The songs were varied in mood and tempo, offering a mostly positive first impression of Ms. Erraught’s artistry, tonal palette, and diction. She has an exciting and excellent top, but the low range not as substantial as expected for a mezzo, at least in this group (the Rossini and Handel later in the program were very well-balanced), and she has great facility and ease with the German language. This was more than confirmed with the outstanding Brahms “Gypsy Songs” and Wolf “Morike Lieder” later in the program.

Mostly remembered for his Roman tone poems, songs by Respighi are not often heard on recitals, although he wrote beautifully for the voice and was married to the singer Elsa Olivieri-Sangiacomo. Of the three Respighi selections performed by Ms. Erraught, “Nebbie” (Fog) is probably the best known, due to the highly memorable and haunting descending/ascending melodic pattern. It was elegantly sung.
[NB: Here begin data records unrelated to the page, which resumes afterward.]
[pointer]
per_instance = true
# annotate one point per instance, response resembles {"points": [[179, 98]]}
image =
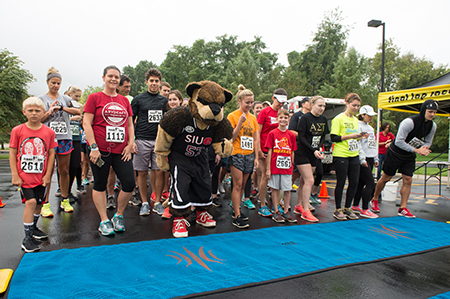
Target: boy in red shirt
{"points": [[31, 158], [281, 144]]}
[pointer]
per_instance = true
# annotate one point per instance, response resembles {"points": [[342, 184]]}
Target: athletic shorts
{"points": [[37, 192], [244, 163], [394, 162], [302, 158], [65, 147], [145, 156], [281, 182]]}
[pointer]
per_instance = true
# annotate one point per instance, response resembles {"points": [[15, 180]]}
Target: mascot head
{"points": [[206, 100]]}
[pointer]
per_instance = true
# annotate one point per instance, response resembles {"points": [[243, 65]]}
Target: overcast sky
{"points": [[81, 37]]}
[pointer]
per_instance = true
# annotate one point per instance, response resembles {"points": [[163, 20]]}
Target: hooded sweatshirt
{"points": [[414, 132]]}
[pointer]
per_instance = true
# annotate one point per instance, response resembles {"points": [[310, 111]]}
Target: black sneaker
{"points": [[29, 245], [110, 203], [216, 202], [240, 222], [244, 217], [38, 234]]}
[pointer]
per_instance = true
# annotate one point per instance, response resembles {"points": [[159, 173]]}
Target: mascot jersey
{"points": [[189, 167]]}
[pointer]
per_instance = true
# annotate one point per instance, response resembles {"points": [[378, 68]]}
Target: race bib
{"points": [[247, 143], [283, 162], [115, 134], [32, 164], [371, 142], [75, 129], [352, 145], [59, 127], [416, 143], [154, 116], [315, 142]]}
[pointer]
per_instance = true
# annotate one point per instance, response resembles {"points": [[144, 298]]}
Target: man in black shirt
{"points": [[148, 108]]}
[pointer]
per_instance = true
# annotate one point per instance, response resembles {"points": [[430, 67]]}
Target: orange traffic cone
{"points": [[324, 191]]}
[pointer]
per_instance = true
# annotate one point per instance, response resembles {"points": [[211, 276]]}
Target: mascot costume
{"points": [[184, 135]]}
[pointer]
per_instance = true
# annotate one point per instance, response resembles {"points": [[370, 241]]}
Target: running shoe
{"points": [[81, 189], [253, 194], [166, 214], [405, 212], [145, 209], [30, 245], [65, 205], [221, 188], [375, 206], [46, 211], [277, 217], [249, 205], [117, 185], [240, 213], [158, 208], [205, 219], [106, 228], [350, 214], [134, 201], [118, 223], [357, 210], [288, 217], [264, 211], [280, 208], [38, 234], [298, 209], [216, 201], [368, 214], [179, 227], [339, 214], [315, 198], [308, 216], [110, 202], [240, 223]]}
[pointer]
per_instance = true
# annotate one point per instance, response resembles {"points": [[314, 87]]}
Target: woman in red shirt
{"points": [[385, 139]]}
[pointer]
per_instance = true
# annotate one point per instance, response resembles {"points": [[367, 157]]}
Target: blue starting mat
{"points": [[177, 267]]}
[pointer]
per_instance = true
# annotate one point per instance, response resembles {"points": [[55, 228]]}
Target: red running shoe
{"points": [[205, 219], [179, 227], [375, 206], [405, 212]]}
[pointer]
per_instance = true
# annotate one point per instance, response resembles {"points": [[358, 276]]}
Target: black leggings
{"points": [[365, 179], [346, 167], [319, 173], [123, 169]]}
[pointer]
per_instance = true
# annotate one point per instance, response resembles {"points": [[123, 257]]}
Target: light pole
{"points": [[375, 24]]}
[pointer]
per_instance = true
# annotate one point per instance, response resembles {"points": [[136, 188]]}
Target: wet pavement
{"points": [[416, 276]]}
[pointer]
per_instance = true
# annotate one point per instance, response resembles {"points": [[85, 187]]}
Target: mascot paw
{"points": [[162, 163], [223, 148]]}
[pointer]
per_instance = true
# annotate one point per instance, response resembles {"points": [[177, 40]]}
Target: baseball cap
{"points": [[305, 99], [281, 98], [366, 109]]}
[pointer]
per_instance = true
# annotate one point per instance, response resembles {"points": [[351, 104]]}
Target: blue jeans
{"points": [[380, 164]]}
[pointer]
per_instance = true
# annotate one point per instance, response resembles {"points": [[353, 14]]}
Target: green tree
{"points": [[352, 73], [137, 76], [14, 82]]}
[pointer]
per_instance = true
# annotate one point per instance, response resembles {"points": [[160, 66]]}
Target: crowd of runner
{"points": [[113, 137]]}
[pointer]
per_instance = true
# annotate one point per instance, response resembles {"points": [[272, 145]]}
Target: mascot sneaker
{"points": [[179, 227], [205, 219]]}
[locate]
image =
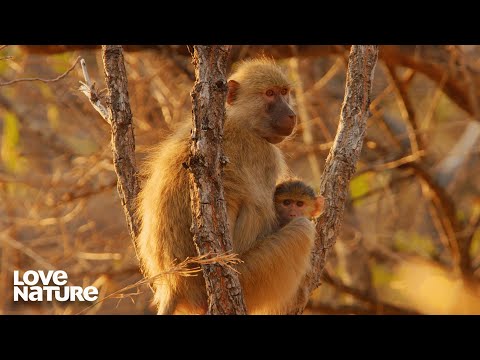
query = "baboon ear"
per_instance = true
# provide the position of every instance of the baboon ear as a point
(232, 91)
(318, 206)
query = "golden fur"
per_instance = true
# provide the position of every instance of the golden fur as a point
(274, 261)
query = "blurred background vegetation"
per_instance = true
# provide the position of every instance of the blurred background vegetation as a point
(410, 240)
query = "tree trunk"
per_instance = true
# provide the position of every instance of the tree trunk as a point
(341, 161)
(209, 215)
(123, 140)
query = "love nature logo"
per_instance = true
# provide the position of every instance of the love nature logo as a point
(48, 286)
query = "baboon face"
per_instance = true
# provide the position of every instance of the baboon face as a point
(279, 115)
(259, 97)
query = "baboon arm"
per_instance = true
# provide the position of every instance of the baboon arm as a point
(274, 267)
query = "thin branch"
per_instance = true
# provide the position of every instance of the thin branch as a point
(364, 296)
(406, 109)
(123, 138)
(43, 80)
(392, 164)
(341, 162)
(92, 95)
(183, 268)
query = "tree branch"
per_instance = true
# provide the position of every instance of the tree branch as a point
(341, 162)
(123, 139)
(59, 77)
(209, 213)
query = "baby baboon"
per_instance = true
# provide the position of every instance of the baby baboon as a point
(294, 198)
(258, 115)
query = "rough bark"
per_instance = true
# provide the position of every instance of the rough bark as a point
(425, 59)
(209, 216)
(341, 161)
(123, 140)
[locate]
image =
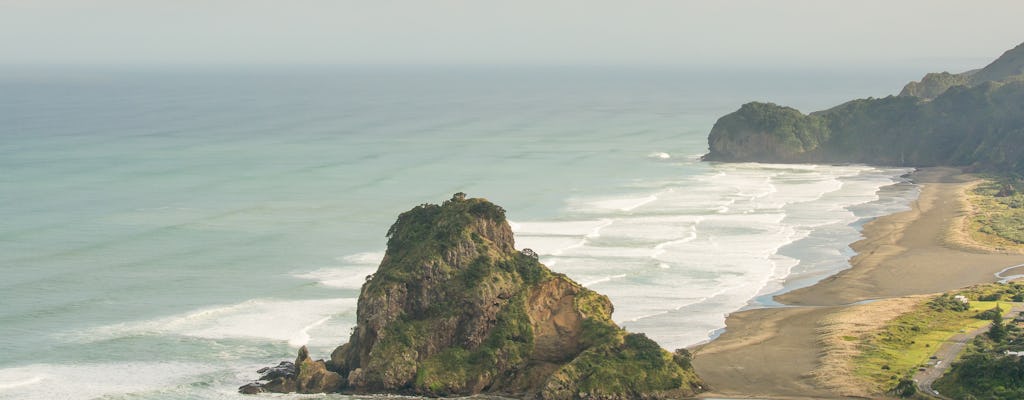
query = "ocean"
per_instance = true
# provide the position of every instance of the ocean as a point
(168, 231)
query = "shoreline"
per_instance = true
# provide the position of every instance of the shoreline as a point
(777, 352)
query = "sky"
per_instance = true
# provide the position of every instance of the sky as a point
(782, 33)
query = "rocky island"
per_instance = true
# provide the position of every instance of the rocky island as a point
(973, 120)
(455, 310)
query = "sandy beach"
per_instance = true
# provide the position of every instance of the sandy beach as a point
(778, 353)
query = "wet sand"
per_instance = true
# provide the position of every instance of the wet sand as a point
(776, 353)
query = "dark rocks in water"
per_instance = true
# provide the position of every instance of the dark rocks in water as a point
(455, 310)
(303, 375)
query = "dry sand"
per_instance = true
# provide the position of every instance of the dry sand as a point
(779, 353)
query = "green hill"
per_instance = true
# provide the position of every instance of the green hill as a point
(969, 122)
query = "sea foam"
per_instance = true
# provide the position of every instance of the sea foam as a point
(677, 260)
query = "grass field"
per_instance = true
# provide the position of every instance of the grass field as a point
(997, 219)
(907, 342)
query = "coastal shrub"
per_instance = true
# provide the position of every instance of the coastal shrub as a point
(990, 314)
(990, 297)
(906, 388)
(948, 302)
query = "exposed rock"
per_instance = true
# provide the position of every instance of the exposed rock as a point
(304, 375)
(969, 120)
(455, 310)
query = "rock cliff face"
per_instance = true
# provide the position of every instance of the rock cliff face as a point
(455, 310)
(964, 120)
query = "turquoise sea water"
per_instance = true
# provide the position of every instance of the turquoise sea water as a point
(167, 232)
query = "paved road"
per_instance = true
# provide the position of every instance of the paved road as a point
(948, 352)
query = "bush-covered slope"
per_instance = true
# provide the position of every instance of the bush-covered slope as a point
(455, 310)
(967, 124)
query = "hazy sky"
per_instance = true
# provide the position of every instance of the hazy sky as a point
(511, 32)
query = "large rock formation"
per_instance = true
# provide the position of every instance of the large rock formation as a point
(965, 120)
(455, 309)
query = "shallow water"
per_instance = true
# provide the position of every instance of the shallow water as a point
(166, 233)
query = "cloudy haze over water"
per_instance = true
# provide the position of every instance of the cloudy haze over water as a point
(530, 32)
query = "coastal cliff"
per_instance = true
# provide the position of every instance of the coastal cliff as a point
(975, 119)
(455, 310)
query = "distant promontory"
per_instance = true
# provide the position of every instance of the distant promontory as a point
(973, 120)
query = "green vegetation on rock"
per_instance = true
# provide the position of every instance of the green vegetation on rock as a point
(455, 310)
(890, 357)
(997, 215)
(969, 122)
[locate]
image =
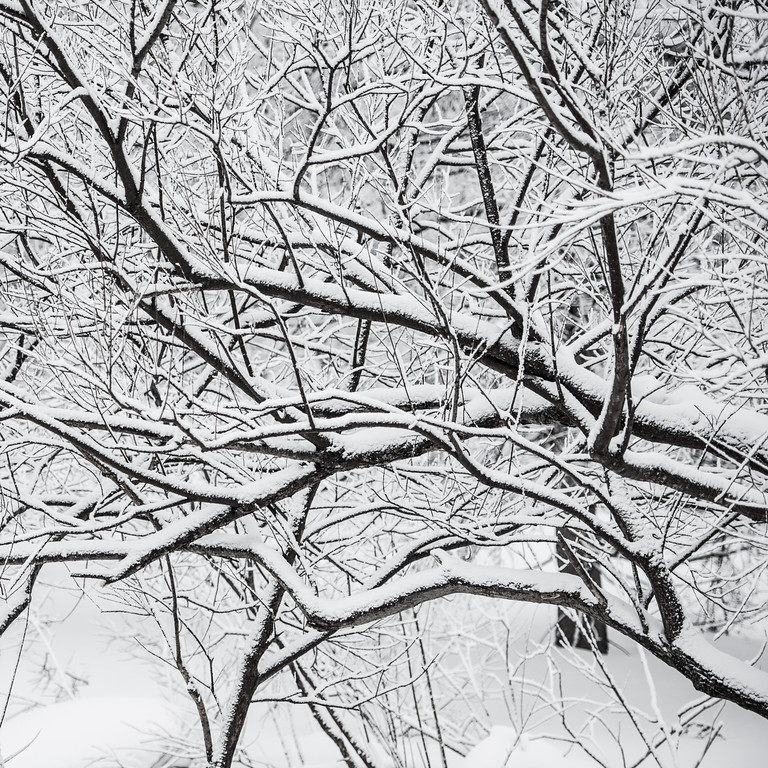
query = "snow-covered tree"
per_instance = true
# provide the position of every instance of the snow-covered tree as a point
(316, 313)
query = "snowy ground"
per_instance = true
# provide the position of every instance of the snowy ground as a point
(120, 716)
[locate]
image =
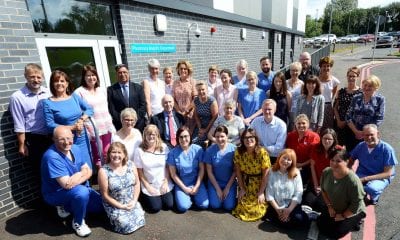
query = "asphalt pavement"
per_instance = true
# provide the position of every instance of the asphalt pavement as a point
(43, 222)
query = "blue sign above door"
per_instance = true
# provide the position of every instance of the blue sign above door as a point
(152, 48)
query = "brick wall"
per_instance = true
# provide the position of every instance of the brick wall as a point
(224, 47)
(17, 48)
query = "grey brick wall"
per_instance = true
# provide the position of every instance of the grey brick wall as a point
(224, 47)
(17, 47)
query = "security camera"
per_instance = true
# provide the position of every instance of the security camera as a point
(197, 32)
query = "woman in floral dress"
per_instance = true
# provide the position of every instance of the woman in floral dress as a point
(120, 188)
(251, 166)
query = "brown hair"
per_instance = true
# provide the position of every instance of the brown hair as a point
(89, 68)
(57, 74)
(292, 170)
(120, 146)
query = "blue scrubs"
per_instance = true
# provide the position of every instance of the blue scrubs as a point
(187, 168)
(222, 166)
(78, 200)
(373, 163)
(251, 103)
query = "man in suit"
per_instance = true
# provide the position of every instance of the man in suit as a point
(168, 119)
(126, 93)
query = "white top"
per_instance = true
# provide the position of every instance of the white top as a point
(296, 92)
(327, 87)
(154, 168)
(157, 91)
(131, 144)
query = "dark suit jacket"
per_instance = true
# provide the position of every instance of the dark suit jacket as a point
(159, 121)
(117, 103)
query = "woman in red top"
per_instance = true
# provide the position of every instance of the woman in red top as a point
(301, 140)
(319, 161)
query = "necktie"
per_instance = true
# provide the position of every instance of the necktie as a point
(172, 134)
(125, 93)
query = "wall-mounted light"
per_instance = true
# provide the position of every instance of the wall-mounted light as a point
(213, 29)
(243, 33)
(197, 31)
(278, 37)
(160, 23)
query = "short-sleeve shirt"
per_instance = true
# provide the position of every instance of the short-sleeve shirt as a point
(221, 162)
(374, 162)
(186, 163)
(55, 165)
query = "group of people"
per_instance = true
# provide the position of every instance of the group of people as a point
(258, 145)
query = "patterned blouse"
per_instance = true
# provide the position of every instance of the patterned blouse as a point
(361, 113)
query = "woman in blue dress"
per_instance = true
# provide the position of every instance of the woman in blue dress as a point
(250, 99)
(65, 108)
(120, 188)
(222, 184)
(187, 170)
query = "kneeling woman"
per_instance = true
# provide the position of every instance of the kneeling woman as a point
(151, 160)
(343, 194)
(251, 167)
(221, 177)
(187, 170)
(285, 190)
(120, 188)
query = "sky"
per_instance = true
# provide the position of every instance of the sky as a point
(319, 5)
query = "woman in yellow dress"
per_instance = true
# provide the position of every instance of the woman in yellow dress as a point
(251, 165)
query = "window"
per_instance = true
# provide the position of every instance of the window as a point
(72, 17)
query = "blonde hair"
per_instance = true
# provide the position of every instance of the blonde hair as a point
(151, 128)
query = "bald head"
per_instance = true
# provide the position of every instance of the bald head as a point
(305, 60)
(168, 103)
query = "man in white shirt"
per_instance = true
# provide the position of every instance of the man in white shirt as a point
(270, 129)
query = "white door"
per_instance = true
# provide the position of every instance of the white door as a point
(70, 55)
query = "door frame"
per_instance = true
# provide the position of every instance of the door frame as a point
(98, 54)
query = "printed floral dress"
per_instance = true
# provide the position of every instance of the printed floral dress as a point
(121, 189)
(251, 167)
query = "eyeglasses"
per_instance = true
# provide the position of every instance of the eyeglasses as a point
(249, 138)
(121, 65)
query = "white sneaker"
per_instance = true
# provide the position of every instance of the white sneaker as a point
(61, 212)
(81, 230)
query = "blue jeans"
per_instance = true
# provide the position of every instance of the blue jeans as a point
(77, 201)
(228, 203)
(374, 188)
(184, 201)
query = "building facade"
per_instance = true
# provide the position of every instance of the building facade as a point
(68, 34)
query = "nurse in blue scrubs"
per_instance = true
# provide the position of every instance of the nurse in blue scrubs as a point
(187, 170)
(222, 184)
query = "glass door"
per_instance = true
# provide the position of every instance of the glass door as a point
(70, 55)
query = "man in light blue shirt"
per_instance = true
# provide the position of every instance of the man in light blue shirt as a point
(270, 129)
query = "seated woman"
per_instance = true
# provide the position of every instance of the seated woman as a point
(150, 159)
(343, 195)
(285, 190)
(282, 96)
(234, 123)
(311, 103)
(251, 168)
(205, 113)
(221, 176)
(250, 99)
(187, 170)
(120, 188)
(128, 135)
(302, 140)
The first half ended with Brahms’ “Gypsy Songs.” Op 103. With 11 songs in the set, they were originally written in 1887-1888 for a quartet of voices and piano; Brahms arranged Nos. 1 to 7 and 11 for solo voice and piano in 1889, and these eight were sung by Ms. Erraught with brilliance of tone, vibrant shimmering high notes, and exciting dynamic contrasts.

Coming back for the second half wearing a royal blue Grecian-style gown, Ms. Erraught sang six of Wolf’s “Morike Lieder.” Wolf, whose greatest musical influence was Wagner, was best known for his lieder, and his temperament and sensitive poetic discernment lead him to more intimate and subjective musical forms. Again, in singing a group with wide demands in terms of range, color and dynamics, I heard in Ms. Erraught an accomplished, elegant, tasteful, and perceptive performer. One minor quibble: in some slower and soft passages the “oh” and “ah” vowels were at times too far back, resulting in a slightly throaty spread quality that affected the vibrato on the sustained last notes of certain phrases and thus lost intensity in her portrayal of the text .

Saving the best for last in Handel and Rossini arias the singer, as they say, knocked it out of the park. “Dopo notte,” from Ariodante, could not have been a bigger contrast from the Wolf miniatures. With jaw-dropping agility and speed, loads of clean, accurate trills, impressive evenness of scale from top to bottom (and back up again and again and again), it was a total showpiece. “Lascia ch’io pianga” from Rinaldo featured a lovely legato and a nicely-ornamented da capo section.

“Una voce poco fa” from Rossini’s Barbiere di Siviglia is sometimes considered a ‘warhorse,’ but it’s always an aria where a singer can prove her bonafides and bid to be added to the list of greats who have gone before. There’s no doubt, Tara Erraught is fast. Furiously fast. Think Cecilia Bartoli-fast. At that point, the audience was more than ready to express their appreciation with a standing ovation, which earned them the pleasure of two encores.

“It would be wrong to come all the way from Ireland and not sing ‘Danny Boy,’ “ she told us, and then sang it so poignantly and gorgeously you could have heard the proverbial pin drop in the hall. The second encore was yet another barnburner, “Non piu mesta” from Rossini’s La Cenerentola (Cinderella), with two-octave-plus runs and trills galore at breakneck speed, again performed fearlessly and flawlessly.

It would also be wrong not to acknowledge the superb pianist Jonathan Ware in his first collaboration with Ms. Erraught. She shared from the stage, “We’ve had a ball in rehearsals, so I hope that’s coming through this afternoon.” It did indeed.